The committee is attempting “an outrageous abuse” of power, a “dangerous precedent,” according to Jordan, one that can be weaponized again in the future. Jordan noted the Jan. 6 panel has only subpoenaed Republicans in its “partisan witch-hunt.”

Jordan’s denial to contribute will force Democrats to weigh whether they will subpoena Republicans and potentially treat them like they have advisers to former President Donald Trump, holding them in criminal contempt by President Joe Biden’s Justice Department.

“I can’t, off the top of my head, recall a case in which a committee other than the Ethics Committee has subpoenaed a member of the House, ever,” Stanley Brand, who is representing former deputy White House chief of staff Dan Scavino before the committee, told The Washington Post.

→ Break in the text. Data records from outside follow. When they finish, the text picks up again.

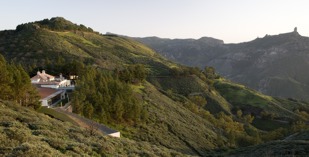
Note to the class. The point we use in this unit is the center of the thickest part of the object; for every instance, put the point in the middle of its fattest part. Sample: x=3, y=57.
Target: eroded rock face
x=275, y=64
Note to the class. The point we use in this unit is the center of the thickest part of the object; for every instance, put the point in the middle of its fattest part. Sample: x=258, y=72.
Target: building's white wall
x=44, y=102
x=50, y=86
x=116, y=134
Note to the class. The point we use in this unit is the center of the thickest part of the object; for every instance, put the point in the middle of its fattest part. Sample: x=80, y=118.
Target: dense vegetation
x=102, y=96
x=127, y=86
x=15, y=85
x=24, y=132
x=275, y=64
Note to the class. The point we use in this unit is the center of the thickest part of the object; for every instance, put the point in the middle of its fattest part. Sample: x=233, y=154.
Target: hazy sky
x=230, y=20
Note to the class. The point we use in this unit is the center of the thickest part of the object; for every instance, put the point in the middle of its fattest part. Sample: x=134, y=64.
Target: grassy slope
x=169, y=123
x=252, y=101
x=28, y=133
x=172, y=125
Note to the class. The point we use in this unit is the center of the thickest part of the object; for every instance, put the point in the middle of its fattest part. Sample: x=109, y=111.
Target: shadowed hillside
x=149, y=99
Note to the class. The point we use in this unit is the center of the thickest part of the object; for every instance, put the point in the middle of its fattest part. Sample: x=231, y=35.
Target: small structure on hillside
x=50, y=96
x=42, y=79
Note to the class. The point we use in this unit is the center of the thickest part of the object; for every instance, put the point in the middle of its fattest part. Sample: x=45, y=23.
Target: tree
x=210, y=72
x=239, y=114
x=5, y=80
x=248, y=118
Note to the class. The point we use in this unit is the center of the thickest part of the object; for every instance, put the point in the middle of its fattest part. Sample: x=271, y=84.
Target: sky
x=233, y=21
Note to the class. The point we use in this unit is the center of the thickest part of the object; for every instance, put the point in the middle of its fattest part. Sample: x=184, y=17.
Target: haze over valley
x=67, y=88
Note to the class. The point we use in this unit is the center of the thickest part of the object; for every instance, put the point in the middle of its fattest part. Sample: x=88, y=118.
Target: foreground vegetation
x=24, y=132
x=150, y=100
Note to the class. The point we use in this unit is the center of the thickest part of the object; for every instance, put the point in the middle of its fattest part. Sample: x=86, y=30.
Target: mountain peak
x=55, y=24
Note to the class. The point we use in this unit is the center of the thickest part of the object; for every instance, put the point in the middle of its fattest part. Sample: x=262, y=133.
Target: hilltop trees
x=15, y=85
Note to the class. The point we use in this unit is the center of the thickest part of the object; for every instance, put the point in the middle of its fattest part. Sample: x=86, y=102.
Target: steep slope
x=38, y=44
x=294, y=146
x=24, y=132
x=275, y=65
x=186, y=111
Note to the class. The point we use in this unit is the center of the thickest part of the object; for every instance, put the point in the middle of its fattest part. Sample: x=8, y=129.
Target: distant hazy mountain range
x=275, y=64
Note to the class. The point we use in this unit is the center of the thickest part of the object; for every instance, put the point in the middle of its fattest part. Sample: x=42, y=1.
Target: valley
x=160, y=107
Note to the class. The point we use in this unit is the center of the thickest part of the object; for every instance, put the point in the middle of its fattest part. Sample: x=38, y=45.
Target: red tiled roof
x=45, y=92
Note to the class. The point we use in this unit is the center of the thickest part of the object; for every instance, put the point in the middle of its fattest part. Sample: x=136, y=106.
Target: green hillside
x=274, y=64
x=129, y=87
x=24, y=132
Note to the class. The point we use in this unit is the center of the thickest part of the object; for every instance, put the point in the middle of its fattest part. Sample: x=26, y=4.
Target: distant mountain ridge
x=275, y=64
x=188, y=111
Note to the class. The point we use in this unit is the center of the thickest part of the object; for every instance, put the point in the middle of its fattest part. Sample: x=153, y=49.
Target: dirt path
x=89, y=124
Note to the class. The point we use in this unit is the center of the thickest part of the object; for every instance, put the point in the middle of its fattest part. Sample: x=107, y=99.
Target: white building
x=48, y=81
x=49, y=88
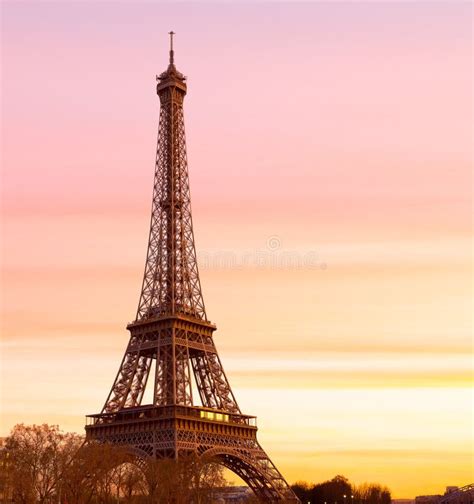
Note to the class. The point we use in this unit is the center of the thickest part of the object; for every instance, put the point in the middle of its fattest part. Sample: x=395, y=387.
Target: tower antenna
x=171, y=33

Brand noted the danger of this action by Democrats in Congress — it can boomerang back on them, particularly as Republicans have repeatedly argued House Speaker Nancy Pelosi, D-Calif., is the official in charge of Capitol security.

“What would stop a committee from subpoenaing members of the opposite party to obtain a political advantage?” Brand told the Post. “That is why the Ethics Committee is evenly split — to prevent abuse of the minority by the majority.”

The House can subpoena its own members by precedent, because the House Ethics Committee does it regularly to conduct oversight, lawyer Mike Stern told the Post.

“Democrats overstepped and overpromised, and they know it,” according to Rep. Jim Banks, R-Ind., one of two Republicans denied seats on Pelosi’s anti-Trump committee, forcing House Minority Leader Kevin McCarthy, R-Calif., to withdraw all five GOP nominees and refuse to participate.

“The Russia hoax was exposed as a fraud, and this is their attempt to appease disappointed radicals who fantasize about putting Republicans in jail,” Banks told the Washington Examiner.

Despite the congressional norm of leaving just the Ethics Committee to force compliance to subpoena House members, Thompson, the chairman of the Jan. 6 select committee vowed “no reluctance to subpoena” Republicans, which can ultimately lead to criminal contempt charges as they have done with Steve Bannon and former White House chief of staff Mark Meadows.

“The American people are tired of Democrats’ nonstop investigations and partisan witch-hunts,” Jordan wrote in his letter to Thompson on Sunday.